Will Buckner sent me an email with the following question recently. (I’m sharing this with permission.)
I am building a kiln using a catenary arch. The rear wall and front wall/door will be vertical and fill in the space under the arch, which has the dimensions of 41″W x 39.5″H. I need the area within this arch in order to calculate how many bricks I need to construct the two walls. Can you help me calculate that area?
Here’s my solution. I fit a parabola and a catenary in part to check my work and in part to see how different they are.
Parabola
We’ll start with a parabola as our warmup because it’s easier.
Let w = 41 and h = 39.5. We want a quadratic function y(x) such that y(0) = h and y(±w/2) = 0.
Assume y has the form
y(x) = b – ax²
y(0) = h leads to the conclusion that b = h, and y(±w/2) = 0. leads to
a(w/2) = h
And this leads to the final form.
y = h(1 – (2x/w)²)
Catenary
Our catenary will have the form
y(x) = b – a cosh(x/a)
and again y(0) = h and y(±w/2) = 0. These two requirements lead to the equations
b – a = h
and
b – a cosh(w/2a) = 0.
Then
b = h + a
and
h + a (1 – cosh(w/2a) = 0.
The latter equation cannot be solved in closed form, but it’s easy enough to solve numerically. When I asked Mathematica to compute the root with
FindRoot[39.5 + a - a Cosh[20.5/a] == 0, a]
it failed. Then I plotted the function, saw that the root was around 8.5, then gave Mathematica a hint.
FindRoot[39.5 + a - a Cosh[20.5/a] == 0, {a, 8.5}]
Then Mathematica came back with
a = 8.475359432102444.
So the equation of our catenary is
y = h + a(1 – cosh(0.5 x/a))
where h and a are given above.
Plots
Here’s a plot of both curves. The blue curve inside is the parabola, and the gold curve on the outside is the catenary.
Here’s the code that made the plot.
Plot[{h (1 - (2 x/w)^2), h + a - a Cosh[x/a] }, {x, -w/2, w/2}]
Area
And now for the area, the thing I was asked to find. For the parabola
Integrate[h (1 - (2 x/w)^2), {x, -w/2, w/2}]
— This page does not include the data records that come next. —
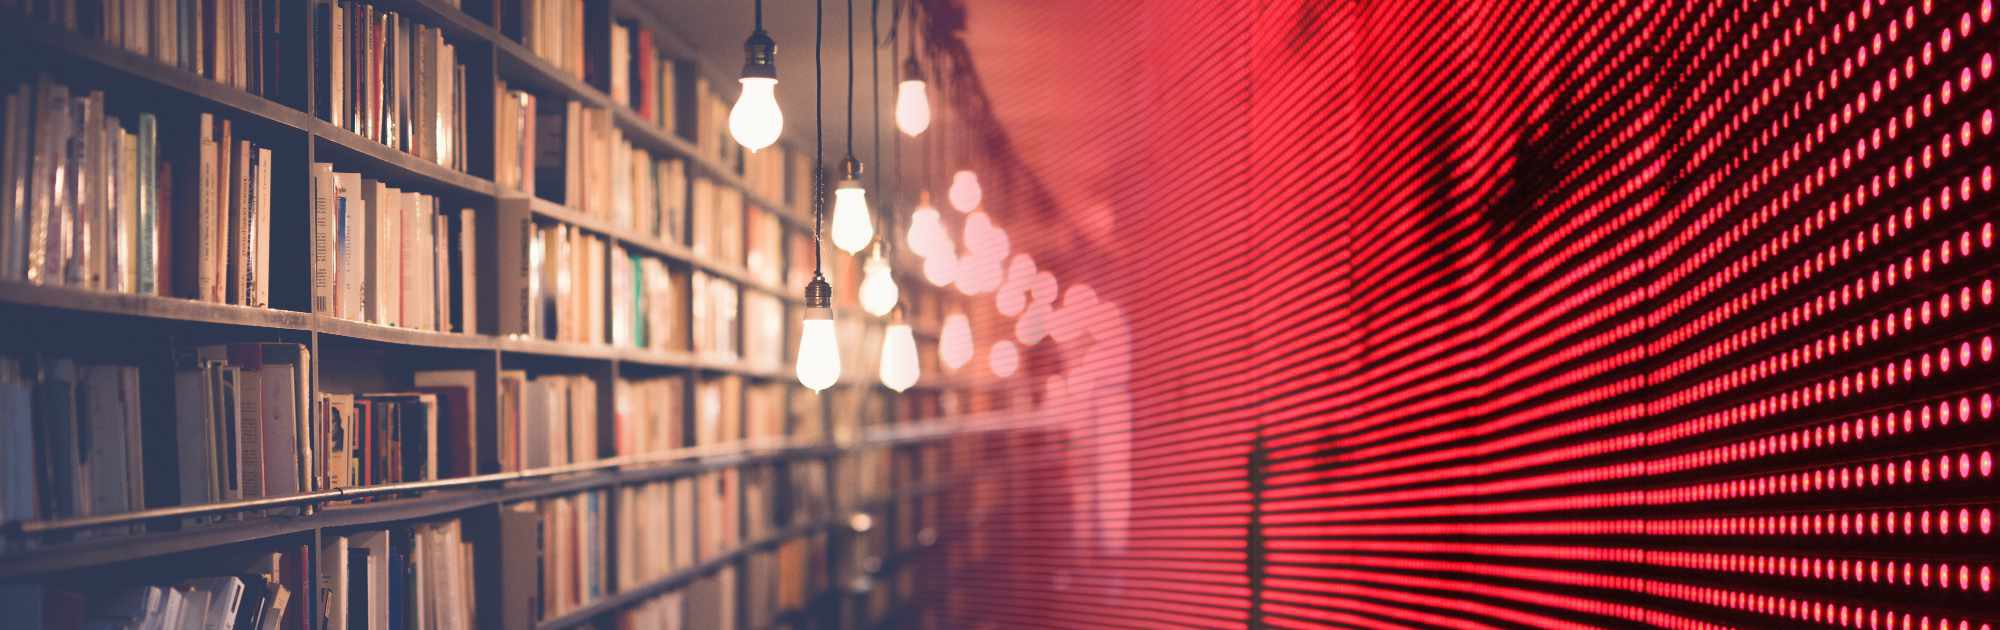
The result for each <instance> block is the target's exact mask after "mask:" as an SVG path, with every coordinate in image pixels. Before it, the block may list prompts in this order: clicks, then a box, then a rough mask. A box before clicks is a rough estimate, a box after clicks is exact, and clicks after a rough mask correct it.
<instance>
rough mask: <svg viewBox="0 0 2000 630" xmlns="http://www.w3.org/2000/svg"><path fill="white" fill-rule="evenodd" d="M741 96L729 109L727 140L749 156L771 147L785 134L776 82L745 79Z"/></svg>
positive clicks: (751, 79) (773, 78)
mask: <svg viewBox="0 0 2000 630" xmlns="http://www.w3.org/2000/svg"><path fill="white" fill-rule="evenodd" d="M740 82H742V84H744V94H742V96H736V106H734V108H730V136H734V138H736V144H742V146H744V148H748V150H750V152H756V150H760V148H766V146H772V142H778V134H782V132H784V112H780V110H778V80H776V78H760V76H744V78H742V80H740Z"/></svg>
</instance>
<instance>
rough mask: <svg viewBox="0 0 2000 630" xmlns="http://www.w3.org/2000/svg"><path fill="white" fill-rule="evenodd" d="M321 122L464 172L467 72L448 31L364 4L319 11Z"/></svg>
mask: <svg viewBox="0 0 2000 630" xmlns="http://www.w3.org/2000/svg"><path fill="white" fill-rule="evenodd" d="M314 24H318V30H320V32H318V34H316V42H318V44H320V50H318V54H316V58H318V68H314V70H316V76H318V86H316V90H314V94H316V96H318V102H316V108H318V114H320V118H322V120H326V122H332V124H334V126H338V128H344V130H350V132H354V134H360V136H362V138H370V140H374V142H382V144H386V146H390V148H394V150H402V152H408V154H412V156H418V158H422V160H430V162H436V164H438V166H444V168H452V170H466V142H464V138H466V86H468V84H466V66H464V64H460V62H458V48H456V46H452V44H450V42H446V40H444V32H442V30H438V28H434V26H428V24H418V22H416V20H412V18H410V16H406V14H398V12H392V10H378V8H376V6H372V4H364V2H328V4H320V6H318V20H316V22H314Z"/></svg>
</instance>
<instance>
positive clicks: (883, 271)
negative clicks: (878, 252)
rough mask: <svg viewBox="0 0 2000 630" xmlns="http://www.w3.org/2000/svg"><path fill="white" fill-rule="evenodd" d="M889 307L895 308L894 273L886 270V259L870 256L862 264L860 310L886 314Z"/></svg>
mask: <svg viewBox="0 0 2000 630" xmlns="http://www.w3.org/2000/svg"><path fill="white" fill-rule="evenodd" d="M890 308H896V274H892V272H890V270H888V260H884V258H882V256H870V258H868V262H866V264H862V310H866V312H868V314H872V316H886V314H888V312H890Z"/></svg>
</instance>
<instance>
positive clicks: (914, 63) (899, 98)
mask: <svg viewBox="0 0 2000 630" xmlns="http://www.w3.org/2000/svg"><path fill="white" fill-rule="evenodd" d="M902 76H906V78H904V80H902V82H900V84H896V128H900V130H902V134H904V136H910V138H916V136H918V134H922V132H924V130H928V128H930V94H928V90H926V88H924V68H922V66H918V64H916V54H910V58H908V60H904V62H902Z"/></svg>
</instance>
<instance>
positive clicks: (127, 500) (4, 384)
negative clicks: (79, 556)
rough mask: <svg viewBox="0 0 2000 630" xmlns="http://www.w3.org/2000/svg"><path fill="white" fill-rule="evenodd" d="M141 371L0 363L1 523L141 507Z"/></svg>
mask: <svg viewBox="0 0 2000 630" xmlns="http://www.w3.org/2000/svg"><path fill="white" fill-rule="evenodd" d="M140 410H142V404H140V380H138V368H134V366H118V364H78V362H74V360H70V358H46V360H36V358H26V360H24V358H12V356H4V358H0V474H4V476H6V478H4V480H0V522H8V520H36V518H66V516H92V514H120V512H130V510H140V508H144V506H146V466H144V436H142V432H140Z"/></svg>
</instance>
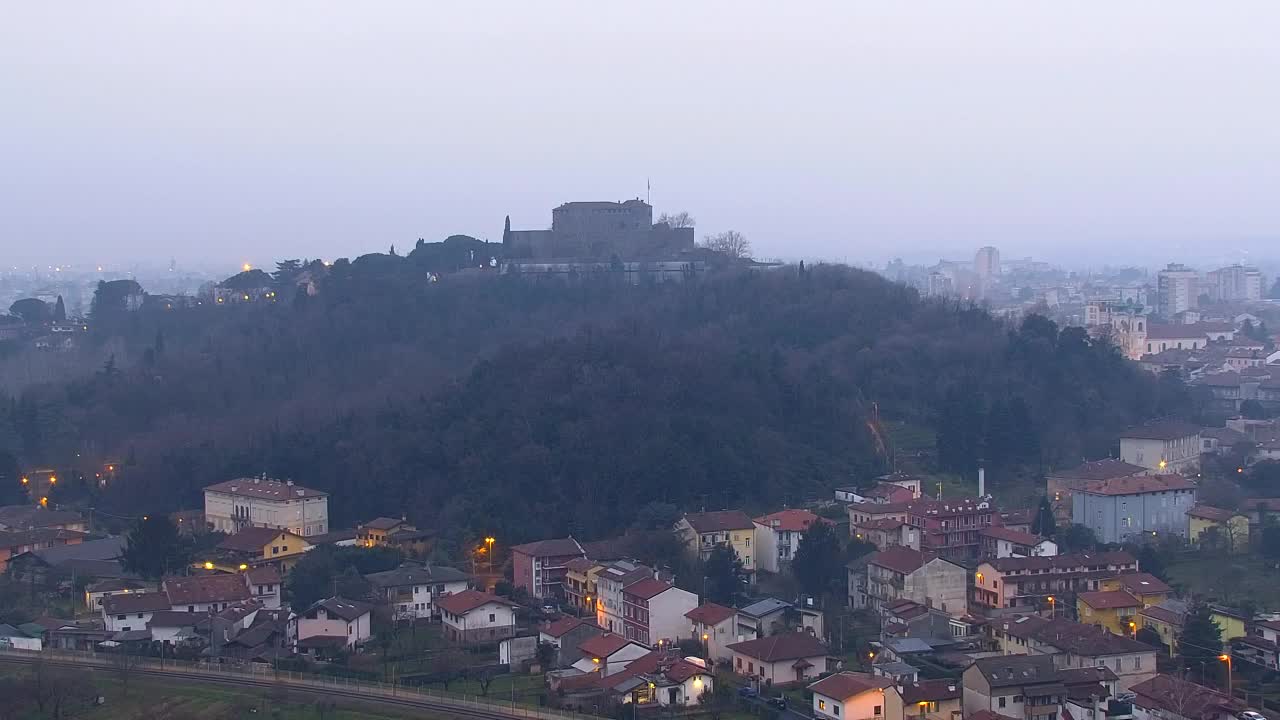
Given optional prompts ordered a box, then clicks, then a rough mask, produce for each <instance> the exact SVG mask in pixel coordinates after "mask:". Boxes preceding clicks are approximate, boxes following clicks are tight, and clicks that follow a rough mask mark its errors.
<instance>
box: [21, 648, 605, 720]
mask: <svg viewBox="0 0 1280 720" xmlns="http://www.w3.org/2000/svg"><path fill="white" fill-rule="evenodd" d="M37 660H44V661H45V662H46V664H49V665H52V666H58V667H70V669H86V667H93V669H99V670H105V671H109V673H111V671H116V673H118V671H120V667H119V666H118V665H115V664H113V661H111V656H104V655H87V653H65V652H58V653H52V652H42V653H38V652H20V651H0V662H4V664H17V665H29V664H32V662H35V661H37ZM143 662H145V664H143V665H138V666H134V667H131V669H129V670H128V673H131V674H133V675H136V676H146V678H160V679H169V680H180V682H195V683H210V684H220V685H234V687H244V688H264V689H271V688H278V687H280V685H284V687H288V688H289V689H298V691H305V692H308V693H315V694H325V696H330V697H339V698H346V700H358V701H371V702H378V703H380V705H388V706H397V707H410V708H413V710H426V711H436V712H440V714H442V715H445V716H448V717H476V719H481V720H512V719H515V717H531V719H536V720H598V719H594V717H593V716H589V715H577V714H570V712H562V711H556V710H544V708H535V707H524V706H518V705H516V706H503V705H499V703H489V702H479V701H470V700H463V698H457V697H445V696H438V694H430V693H429V692H422V691H421V689H420V688H408V687H398V688H392V687H387V685H381V684H367V683H366V684H347V683H344V682H343V680H342V679H340V678H334V679H330V682H325V680H324V679H319V680H316V679H308V678H306V676H301V675H298V674H293V673H280V674H279V675H276V674H273V673H270V671H268V674H265V675H264V674H259V675H253V674H244V673H232V671H225V670H220V669H218V667H216V666H180V665H179V666H175V665H174V664H173V662H172V661H170V662H169V666H164V667H161V666H160V665H157V664H154V662H151V659H146V660H145V661H143Z"/></svg>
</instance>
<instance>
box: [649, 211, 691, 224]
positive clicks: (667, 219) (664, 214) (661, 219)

returns 1079.67. For the catenary,
Integrate[h + a (1 - Cosh[x/a]), {x, -w/2, w/2}]
returns 1166.56.
The number of bricks this will take is roughly the area of the arch divided by the area of a brick, but being more precise is a complicated question that depends on how much mortar you use, and how you use plan to use rectangular bricks to make a curved arch.